Un fiscal kirchnerista para investigar la corrupción K

Félix Crous ama la Justicia y el blues, y se enamoró del kirchnerismo. Funcionario judicial de larga trayectoria, trabajó como secretario en la Cámara Federal cuando apenas despuntaba los veintitantos años y de allí obtuvo, por concurso, la titularidad de la Fiscalía de Instrucción Nº 8.

Ahora, Alberto Fernández lo designó al frente de la Oficina Anticorrupción (OA), un organismo encargado de investigar a los funcionarios públicos y hacer el seguimiento y control de la presentación de sus declaraciones juradas de bienes.

La OA depende del Ministerio de Justicia y por eso se criticó siempre su falta de independencia desde el punto de vista del diseño institucional. La saliente titular de la OA, Laura Alonso, presentó un proyecto para hacerla autárquica. Fernández prometió que iba a dotarla de independencia.

Más allá de la arquitectura institucional está el perfil del funcionario a cargo. Crous no oculta sus simpatías kirchneristas e hizo culto de la polémica en defensa de las políticas de Cristina Kirchner en 6,7,8, por ejemplo, por lo que la oposición criticó su designación por su falta de imparcialidad. Aunque no es de los que se callan la boca, prefirió no contestar las consultas de LA NACION.

La OA es querellante en las causas en que es investigada Cristina Kirchner y los exfuncionarios kirchneristas, por lo que habrá que ver cuál es la decisión que toma el nuevo titular de la oficina: si mantiene esas querellas, si las retira, si acusa o si desiste de acusar en los juicios de corrupción en marcha.

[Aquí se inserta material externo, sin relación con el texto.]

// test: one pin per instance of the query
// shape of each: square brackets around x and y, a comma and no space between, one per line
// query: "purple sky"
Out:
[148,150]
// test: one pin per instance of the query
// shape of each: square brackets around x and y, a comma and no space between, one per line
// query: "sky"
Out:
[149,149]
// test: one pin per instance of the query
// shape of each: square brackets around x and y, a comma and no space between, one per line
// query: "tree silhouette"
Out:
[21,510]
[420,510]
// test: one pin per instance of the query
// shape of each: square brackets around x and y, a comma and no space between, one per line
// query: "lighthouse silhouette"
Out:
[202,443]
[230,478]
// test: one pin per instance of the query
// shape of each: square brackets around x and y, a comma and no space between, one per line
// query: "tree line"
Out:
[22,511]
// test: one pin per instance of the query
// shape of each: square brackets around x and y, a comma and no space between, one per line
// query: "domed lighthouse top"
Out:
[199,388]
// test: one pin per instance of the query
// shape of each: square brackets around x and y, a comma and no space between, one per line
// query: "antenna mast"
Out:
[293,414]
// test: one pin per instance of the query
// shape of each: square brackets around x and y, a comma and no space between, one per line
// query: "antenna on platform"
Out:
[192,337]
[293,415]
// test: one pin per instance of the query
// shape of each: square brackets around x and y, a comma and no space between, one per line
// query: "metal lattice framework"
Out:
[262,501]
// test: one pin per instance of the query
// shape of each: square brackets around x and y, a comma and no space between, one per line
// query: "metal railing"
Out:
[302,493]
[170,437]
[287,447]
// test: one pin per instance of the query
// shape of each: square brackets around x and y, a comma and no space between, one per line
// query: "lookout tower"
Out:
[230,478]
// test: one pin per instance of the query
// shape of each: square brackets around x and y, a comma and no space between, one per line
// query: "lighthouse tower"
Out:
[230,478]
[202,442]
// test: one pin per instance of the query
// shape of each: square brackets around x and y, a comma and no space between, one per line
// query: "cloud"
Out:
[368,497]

Crous se desempeñó como fiscal de la Procuraduría de Violencia Institucional (Procuvin), donde actuó en el caso de la muerte de Santiago Maldonado, pero generó controversia por aportar pruebas luego cuestionadas, como testimonios que a la postre fueron denunciados como falsos. Fue apartado de la investigación por la fiscal de la causa y, luego, de la propia Procuvin.

Fue, también, uno de los fiscales que respaldaron la actuación de Alejandra Gils Carbó al frente de la Procuración General de la Nación.

Hipercrítico del Poder Judicial, ya en su juventud tenía esa mirada. Por ejemplo, cuando asistió al acto de jura del camarista Mario Gustavo Costa como juez de tribunal oral. Allí escuchó cómo un juez le dijo a otro: "De vez en cuando el sistema nombra a alguien que vale la pena". Crous relató públicamente esa historia, que ayer recordó ante la consulta de LA NACION un abogado que lo aprecia y que cree que, a pesar de su filiación política, sus virtudes como defensor de los derechos humanos y su honestidad hacen que sea un buen funcionario.

Es miembro fundador de la agrupación kirchnerista Justicia Legítima y trabaja en la oficina de enlace legislativo de la Procuración.

Actuó en casos de derechos humanos, como los juicios de la verdad en La Plata, y promovió la persecución de Christian von Wernich, excapellán de la policía bonaerense durante la dictadura militar.

Fue miembro de la Comisión Nacional por el Derecho a la Identidad de la Secretaría de Derechos Humanos (1998-2013) y director de Política Criminal de la Procuración General (2003-2007). Mas allá de su carrera judicial, Crous tiene debilidad por la radio. Hizo un programa de música que se llamó Blues etílico, donde el funcionario hacía reseñas de bandas y nuevas grabaciones. También hizo Derecho viejo y Al vino, vino, en Radio Nacional. Aún hoy hace radio. En los medios se registra, además, un fugaz paso por la pantalla de Videomatch.

Es abogado egresado de la Facultad de Derecho de la UBA y tiene un posgrado en Especialización en Administración de Justicia. Ahora tendrá la misión de controlar el patrimonio e investigar a los funcionarios del gobierno donde se mezclan peronistas y kirchneristas.